In my post of October 18 I was thinking about how we all create a particular past by, to some extent, choosing the objects that populate it.
A related idea was very commonly voiced during the recent midterm elections. Some significant number of voters have their own favored news sources. The choice of a single source may perpetuate itself; the accuracy of a unique source of news is apparently confirmed by a lack of engagement in self-criticism or self-correction. In this circumstance the electorate can therefore develop (or be manipulated into) discreet outlooks that are politically useful, but at the cost of increasingly alienating them from those others with a different viewpoint--to the extent, even, that any other viewpoint becomes so incomprehensible that the only explanation for it must be stupidity or malice.
That's something we can see practically every day in our politics. But I thought of another example.
I have been interested for some time in reading a Spanish account of the Spanish Civil War. Twenty to twenty five years ago I read Antony Beevor's account of it, and it struck me as fairly balanced. I had the bad judgment to lend the book to a judge on the Texas Court of Criminal Appeals, and I never got it back. So I was thinking, my Spanish is much improved these last two decades, maybe I should tackle ithe subject in Spanish.
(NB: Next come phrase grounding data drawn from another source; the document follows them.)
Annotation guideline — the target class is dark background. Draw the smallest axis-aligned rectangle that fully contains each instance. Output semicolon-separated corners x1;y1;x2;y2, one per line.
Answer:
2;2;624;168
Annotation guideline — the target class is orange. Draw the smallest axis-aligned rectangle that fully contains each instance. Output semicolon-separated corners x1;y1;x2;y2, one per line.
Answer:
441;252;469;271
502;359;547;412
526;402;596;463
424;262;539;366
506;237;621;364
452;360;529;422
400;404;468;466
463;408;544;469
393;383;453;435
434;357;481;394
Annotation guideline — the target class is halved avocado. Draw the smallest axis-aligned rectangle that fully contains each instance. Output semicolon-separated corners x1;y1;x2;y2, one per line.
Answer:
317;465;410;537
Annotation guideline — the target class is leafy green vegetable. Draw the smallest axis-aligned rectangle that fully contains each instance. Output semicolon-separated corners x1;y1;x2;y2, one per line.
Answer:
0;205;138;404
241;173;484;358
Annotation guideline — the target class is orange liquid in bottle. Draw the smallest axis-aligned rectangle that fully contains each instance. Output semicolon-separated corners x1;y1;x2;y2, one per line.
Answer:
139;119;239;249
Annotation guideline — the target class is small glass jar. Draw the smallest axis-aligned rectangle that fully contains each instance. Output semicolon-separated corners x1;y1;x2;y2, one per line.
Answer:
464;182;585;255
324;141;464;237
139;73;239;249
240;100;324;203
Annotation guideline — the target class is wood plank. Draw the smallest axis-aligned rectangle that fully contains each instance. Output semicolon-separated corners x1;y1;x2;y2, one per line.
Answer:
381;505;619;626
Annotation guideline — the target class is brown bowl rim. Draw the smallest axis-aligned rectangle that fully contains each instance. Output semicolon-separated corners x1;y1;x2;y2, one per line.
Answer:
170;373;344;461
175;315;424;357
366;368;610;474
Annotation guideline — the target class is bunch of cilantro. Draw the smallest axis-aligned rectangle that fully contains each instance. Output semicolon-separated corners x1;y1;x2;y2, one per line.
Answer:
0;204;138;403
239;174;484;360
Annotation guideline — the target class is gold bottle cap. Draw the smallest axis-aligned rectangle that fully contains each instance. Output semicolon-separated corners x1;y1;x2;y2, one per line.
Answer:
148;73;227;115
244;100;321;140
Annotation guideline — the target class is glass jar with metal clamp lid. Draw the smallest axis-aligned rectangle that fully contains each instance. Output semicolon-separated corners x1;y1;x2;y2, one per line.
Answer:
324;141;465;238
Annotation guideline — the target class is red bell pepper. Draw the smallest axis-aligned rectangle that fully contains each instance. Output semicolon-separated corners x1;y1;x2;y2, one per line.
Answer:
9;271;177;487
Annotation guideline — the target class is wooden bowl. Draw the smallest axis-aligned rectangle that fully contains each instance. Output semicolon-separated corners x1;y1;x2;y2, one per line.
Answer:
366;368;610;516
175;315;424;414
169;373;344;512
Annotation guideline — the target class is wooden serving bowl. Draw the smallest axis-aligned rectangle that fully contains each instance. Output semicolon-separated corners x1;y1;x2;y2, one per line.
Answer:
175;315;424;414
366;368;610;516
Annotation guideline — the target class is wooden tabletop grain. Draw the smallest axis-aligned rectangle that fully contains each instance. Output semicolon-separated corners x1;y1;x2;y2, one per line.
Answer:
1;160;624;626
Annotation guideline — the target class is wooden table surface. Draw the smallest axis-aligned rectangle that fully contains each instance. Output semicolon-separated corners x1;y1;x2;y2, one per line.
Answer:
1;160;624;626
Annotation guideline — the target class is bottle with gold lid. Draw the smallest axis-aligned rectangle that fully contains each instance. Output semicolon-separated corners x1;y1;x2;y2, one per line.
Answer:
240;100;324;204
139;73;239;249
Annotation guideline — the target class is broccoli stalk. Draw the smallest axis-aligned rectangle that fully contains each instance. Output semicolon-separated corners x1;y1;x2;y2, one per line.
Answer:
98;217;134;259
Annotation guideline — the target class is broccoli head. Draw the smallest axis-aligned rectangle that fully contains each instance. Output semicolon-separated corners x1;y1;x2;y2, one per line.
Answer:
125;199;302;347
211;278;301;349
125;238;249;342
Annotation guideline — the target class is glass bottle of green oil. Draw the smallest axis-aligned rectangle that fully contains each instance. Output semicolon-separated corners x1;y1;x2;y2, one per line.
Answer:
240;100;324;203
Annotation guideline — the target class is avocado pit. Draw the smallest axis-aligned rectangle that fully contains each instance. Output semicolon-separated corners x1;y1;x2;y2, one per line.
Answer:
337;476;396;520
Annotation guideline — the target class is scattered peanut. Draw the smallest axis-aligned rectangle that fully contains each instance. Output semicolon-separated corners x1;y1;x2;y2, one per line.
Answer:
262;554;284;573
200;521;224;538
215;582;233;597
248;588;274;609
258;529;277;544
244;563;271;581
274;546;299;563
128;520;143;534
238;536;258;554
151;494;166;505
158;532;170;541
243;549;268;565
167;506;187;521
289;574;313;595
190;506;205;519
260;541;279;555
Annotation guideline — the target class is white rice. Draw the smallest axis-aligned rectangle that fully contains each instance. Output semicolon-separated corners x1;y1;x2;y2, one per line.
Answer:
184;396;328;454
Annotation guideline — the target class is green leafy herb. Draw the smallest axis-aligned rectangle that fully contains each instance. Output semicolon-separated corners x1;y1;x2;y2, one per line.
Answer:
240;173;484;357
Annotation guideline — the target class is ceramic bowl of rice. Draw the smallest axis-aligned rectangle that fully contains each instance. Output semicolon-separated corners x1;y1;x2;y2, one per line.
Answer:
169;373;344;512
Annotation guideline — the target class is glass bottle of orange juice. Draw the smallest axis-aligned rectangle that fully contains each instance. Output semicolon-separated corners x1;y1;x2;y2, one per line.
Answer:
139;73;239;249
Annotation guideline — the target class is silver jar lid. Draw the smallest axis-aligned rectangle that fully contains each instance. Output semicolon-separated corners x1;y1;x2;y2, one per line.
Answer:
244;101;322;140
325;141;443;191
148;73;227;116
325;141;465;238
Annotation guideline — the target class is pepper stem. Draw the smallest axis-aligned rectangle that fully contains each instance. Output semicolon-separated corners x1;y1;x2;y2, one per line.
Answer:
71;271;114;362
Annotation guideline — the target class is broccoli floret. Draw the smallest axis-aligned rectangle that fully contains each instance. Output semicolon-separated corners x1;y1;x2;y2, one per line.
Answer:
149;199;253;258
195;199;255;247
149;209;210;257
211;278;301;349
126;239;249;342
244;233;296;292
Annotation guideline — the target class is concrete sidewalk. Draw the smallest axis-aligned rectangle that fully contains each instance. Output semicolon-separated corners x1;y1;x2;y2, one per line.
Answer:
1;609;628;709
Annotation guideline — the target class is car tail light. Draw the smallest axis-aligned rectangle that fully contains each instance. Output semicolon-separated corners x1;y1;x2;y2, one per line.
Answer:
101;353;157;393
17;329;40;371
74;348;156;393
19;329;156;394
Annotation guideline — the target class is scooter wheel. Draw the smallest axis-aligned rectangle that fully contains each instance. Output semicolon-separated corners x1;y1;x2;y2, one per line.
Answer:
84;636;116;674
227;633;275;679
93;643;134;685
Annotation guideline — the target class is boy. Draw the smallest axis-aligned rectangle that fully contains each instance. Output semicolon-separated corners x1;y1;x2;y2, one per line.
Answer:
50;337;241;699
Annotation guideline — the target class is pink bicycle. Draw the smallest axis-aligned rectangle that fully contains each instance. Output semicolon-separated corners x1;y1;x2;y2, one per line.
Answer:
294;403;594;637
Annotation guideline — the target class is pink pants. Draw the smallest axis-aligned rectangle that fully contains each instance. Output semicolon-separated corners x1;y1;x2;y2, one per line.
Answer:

So I was looking on Amazon Spain and ran across what looked like a pretty good general account of the war, a Historia de la Guerra Civil Española, by Ricardo de la Cierva. As is sometimes the case, after ordering a book I became curious about the author. Now the literature of the Spanish Civil War is still fiercely heated, and soon I became aware of rather bitter animosity on the part of some against de la Cierva. I learned that he was, and remains, a franquista, a Franco partisan who served as a cultural minister in some of the last Franco governments. His partisanship is arguably understandable, since his father, a supporter of the Nationalists, was imprisoned and then murdered by the Republicans as the Nationalists closed in on Madrid.
That's not to say that de la Cierva is a fascist. "Reactionary" is a word that would probably be used by his more polite opponents. He seems to characterize himself as one who values the "old Spain," the Spain of Catholic monarchy over a more traditionalist society of peasant farmers and middle class artisans and merchants. His more vocal critics call him only a "historian" (in quotation marks); his own great criticism of writing about the war, especially that written in English, is that it too often ignores primary documents (to which he, as a government insider, has had some advantage of access).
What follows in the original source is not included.